Comment by markisus

4 months ago

The Fourier transform is taken along the “token” dimension. However, in many applications, this dimension is not meaningful. That’s why transformers are a great option for consuming data which is permutation invariant.

I would like to see additional experiments using the lesser known Fourier transform over finite groups [1], which is permutation invariant but shares many properties with the standard Fourier transform.

I also wonder if this becomes the next big thing for LLMs, how easy will it be for inference engines(eg vLLM, llama.cpp) to integrate it?

[1] https://en.wikipedia.org/wiki/Fourier_transform_on_finite_gr...

9 comments

markisus

3vidence 4 months ago

Not an expert in this space.

Aren't tokens transformed with position dependent information in most models?

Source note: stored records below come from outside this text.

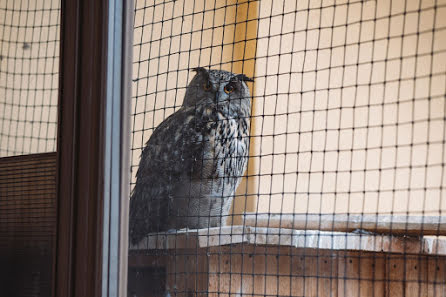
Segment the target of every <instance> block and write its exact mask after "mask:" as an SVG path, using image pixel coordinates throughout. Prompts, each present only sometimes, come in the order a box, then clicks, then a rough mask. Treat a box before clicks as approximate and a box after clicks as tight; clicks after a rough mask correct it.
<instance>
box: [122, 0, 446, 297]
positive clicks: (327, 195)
mask: <svg viewBox="0 0 446 297" xmlns="http://www.w3.org/2000/svg"><path fill="white" fill-rule="evenodd" d="M445 20H446V2H445V1H434V0H432V1H424V0H423V1H421V0H414V1H409V0H407V1H404V0H401V1H396V0H395V1H384V0H377V1H372V0H370V1H359V0H358V1H354V0H351V1H335V0H332V1H296V0H281V1H276V0H274V1H271V0H270V1H268V0H260V1H230V0H225V1H223V0H217V1H204V0H194V1H186V0H176V1H151V0H147V1H139V0H137V1H135V21H134V52H133V57H134V60H133V95H132V132H131V133H132V134H131V136H132V147H131V150H132V160H131V162H132V164H131V165H132V166H131V168H132V181H131V186H132V189H133V192H132V195H131V197H130V230H129V231H130V232H129V234H130V240H131V242H130V254H129V296H420V297H421V296H444V294H445V292H446V287H445V283H446V261H445V255H446V249H445V247H446V239H445V237H444V235H445V234H446V232H445V231H446V228H445V223H446V222H445V220H444V212H445V210H446V192H445V188H444V187H445V185H446V177H445V174H444V171H445V168H444V166H445V160H446V150H445V139H446V134H445V133H446V128H445V112H446V105H445V94H446V92H445V86H446V21H445ZM242 74H243V75H242ZM251 78H252V79H253V82H252V81H251ZM247 110H248V111H247ZM240 168H241V169H240Z"/></svg>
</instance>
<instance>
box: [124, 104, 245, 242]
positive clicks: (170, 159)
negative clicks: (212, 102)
mask: <svg viewBox="0 0 446 297" xmlns="http://www.w3.org/2000/svg"><path fill="white" fill-rule="evenodd" d="M248 134H249V111H248V112H244V111H243V110H237V111H236V112H234V110H231V111H228V110H225V108H223V107H218V106H217V107H215V106H213V107H210V106H205V105H197V106H194V107H184V106H183V107H182V108H181V109H180V110H178V111H177V112H175V113H174V114H172V115H171V116H170V117H168V118H167V119H166V120H165V121H164V122H162V123H161V124H160V125H159V126H158V127H157V128H156V130H155V131H154V133H153V135H152V136H151V138H150V139H149V141H148V142H147V144H146V147H145V148H144V150H143V152H142V155H141V161H140V165H139V168H138V172H137V174H136V177H137V182H136V185H135V188H134V190H133V193H132V197H131V202H130V233H131V234H130V235H131V237H132V241H133V242H135V241H138V240H139V239H141V238H142V236H144V235H145V234H147V233H148V232H156V231H164V230H167V228H168V227H169V226H171V225H172V224H170V222H169V221H168V220H172V217H174V216H175V215H178V214H179V213H180V212H182V211H183V210H182V209H181V208H188V207H189V205H182V204H181V199H176V200H175V199H174V198H175V197H176V196H178V195H179V194H182V195H183V196H184V195H187V194H186V193H182V192H189V195H190V197H189V198H190V199H194V197H193V196H209V197H211V196H212V197H217V196H219V197H221V198H223V199H228V198H229V196H230V195H233V192H234V191H235V188H236V187H237V185H238V184H239V182H240V180H241V176H242V175H243V173H244V171H245V168H246V164H247V157H248V150H249V137H248ZM179 192H180V193H179ZM183 200H184V199H183ZM220 200H221V199H220ZM185 203H188V204H190V202H184V203H183V204H185ZM212 203H213V202H212V201H211V202H209V204H212ZM214 204H215V203H214ZM209 207H211V208H212V205H211V206H209ZM207 212H208V213H209V210H208V211H207ZM176 225H177V226H178V225H180V226H181V224H176ZM186 225H187V224H186ZM132 233H133V234H132Z"/></svg>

I believe llama applies a rotation to the vector based on the position in the input.

markisus 4 months ago
That's true in the realm of LLMs. But even in this case, the position information is added only into the first layer. Tokens in later layers can choose to "forget" this information. In addition there are applications of transformers in other domains. See https://github.com/cvg/LightGlue or https://facebookresearch.github.io/3detr/
- topwalktown 4 months ago
  
  Transformers like Llama use rotary embeddings which are applied in every single attention layer
  https://github.com/huggingface/transformers/blob/222505c7e4d...
  
  1 reply →

Y_Y 4 months ago

What's the finite group in this case?

markisus 4 months ago
I’m thinking the integers mod 2^n where n is something computers are good at (8, 32, 64). You have hardware support the group operation.
- yorwba 4 months ago
  
  That is the traditional Fourier transform, except it can be a cyclic group of any size, doesn't need to be a power of 2. (Though FFTs with 2^n input size are particularly easy to implement.)
  And it's not permutation invariant.
  
  1 reply →
- Y_Y 4 months ago
  
  You mean for the group operation to be standard modular addition? In that case (as a sibling comment says) you'll recover the classic discrete Fourier transform.